第20話 謎解き

 メール着信音が鳴り、開いた弘が報告する。

 「研究所と連携した」

 待っていたとばかりに、すぐに幸は指示を出した。

 「ペットが生存し続けていることを考えると、検出された未知のタンパク質は、葉緑体ゲノムから細胞核ゲノムに移行した遺伝子、その発現の可能性が高い。だから、その分析の依頼を」

 「了解。連携した研究所に依頼する」

 メールの作成に取り掛かった弘に、幸が付け加える。

 「葉緑体は光合成を行う細菌が、古に共生したものと言われている。このことより、ペットの検体から、葉緑体となった細菌の痕跡も依頼して」

 「了解」

 返事をした弘の指は、キーボード上を動き続けている。

 「……進化……」

 先の弘の発言を思い出した幸は気づいた。

 「弘。ペットが変異を起こした時点での全住所をマッピングして」

 「了解」

 矢継ぎ早に続く指示にも、弘は快い返事をする。また、その処理は早い。

 ソファから腰をあげた幸は、ゆっくりと弘の元に歩み寄った。そばに立つと、パソコン画面を覗き込む。既に弘は、パソコン画面に地図を表示していた。また、ペットが変異を起こした時点での全住所データも表示し、キーボードを操作していた。その手が止まると、表示している地図上に、ペットが変異を起こした時点での全住所が、赤丸の印となって点々と表示された。

 「円ができあがっている。貨物機の件と同じだ」

 驚嘆した弘とは違い、幸は冷静だった。予見していた幸の瞳には、赤丸の印が円状に密集しているのが映っていた。

 「この円の中心には、何がある?」

 幸の問い掛けに、はっとした弘は円の中心を導き出し、そこをズームアップした。

 「ペットショップだ」

 叫んだ弘は思い出したように、情報役温羅者から届いていた添付ファイルを開いた。読み取っていく。同じように幸も覗き込んで読み取った。

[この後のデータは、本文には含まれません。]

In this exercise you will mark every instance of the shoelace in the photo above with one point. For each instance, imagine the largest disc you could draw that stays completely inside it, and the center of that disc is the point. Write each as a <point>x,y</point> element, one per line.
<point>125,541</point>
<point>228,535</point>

 「このペットショップのペットが、最初に変異したペットだ」

 弘はペットの画像を表示した後、幸をじろりと見た。

 「円の中心であった貨物機の荷物が感染源であったように、円の中心であるペットショップのペットが感染源ということだな?」

 幸は頷いて返した。だが、弘は疑問を口にする。

 「どのペットにも、感染の痕跡はなかったぞ」

 「ナノ秒で順応するんだから、感染の痕跡なんて残らないわ」

 幸の推測に納得した弘は、メール着信音でパソコン画面を見入った。

 「連携した研究所からだ」

 メールを開いた弘は、急いで読み取り、報告していく。

 「葉緑体となった細菌の痕跡はなかった。また、検出された未知のタンパク質は全て、未知ではなかった。菌類、細菌類、魚類、両生類、爬虫類……古に存在したが進化の過程で眠りについたタンパク質で、それらは全て、細胞核ゲノムからの遺伝子発現だ。そして、葉緑体ゲノムから細胞核ゲノムに移行した遺伝子はなかった。だが、古に葉緑体ゲノムから細胞核ゲノムに移行して眠りについていた遺伝子から発現したタンパク質を特定した」

 くるりと腰を捻った幸は、思索しながらソファに戻った。

 「眠りについた遺伝子は、塩基配列の欠如などの損傷がある。それなのに、なぜ眠りについた遺伝子が発現してタンパク質が作られている?」

 呟きながら深くソファにもたれた幸が、閃いたというように上半身を起こした。

 「弘。細胞の中から、未知の元素を特定するよう、依頼して」

 「了解」

 弘は連携した研究所宛にメールを作成していく。

 腰をあげた幸は、冷蔵庫に向かった。野菜室からブロッコリーとニンジンを取り出す。その匂いに気づいた兎兎が跳ね起きた。ソファから床に飛び降りると、お尻を床につけ前足を揃え背筋を伸ばし、嬉しそうな顔つきで待つ。そこへ、やってきた幸が皿を置き、ブロッコリーとニンジンを乗っけた。兎兎はかぶりついた。

 一段落した弘も、席を立って簡易キッチンに向かった。そこに置かれているカップ麺を手に取ると、ジャーポットから湯を注ぎ入れ、二つのカップ麺を両手に持って、ソファに向かった。テーブルを挟んだ幸の対面にあるソファに座り、テーブルの上に二つのカップ麺を置いた。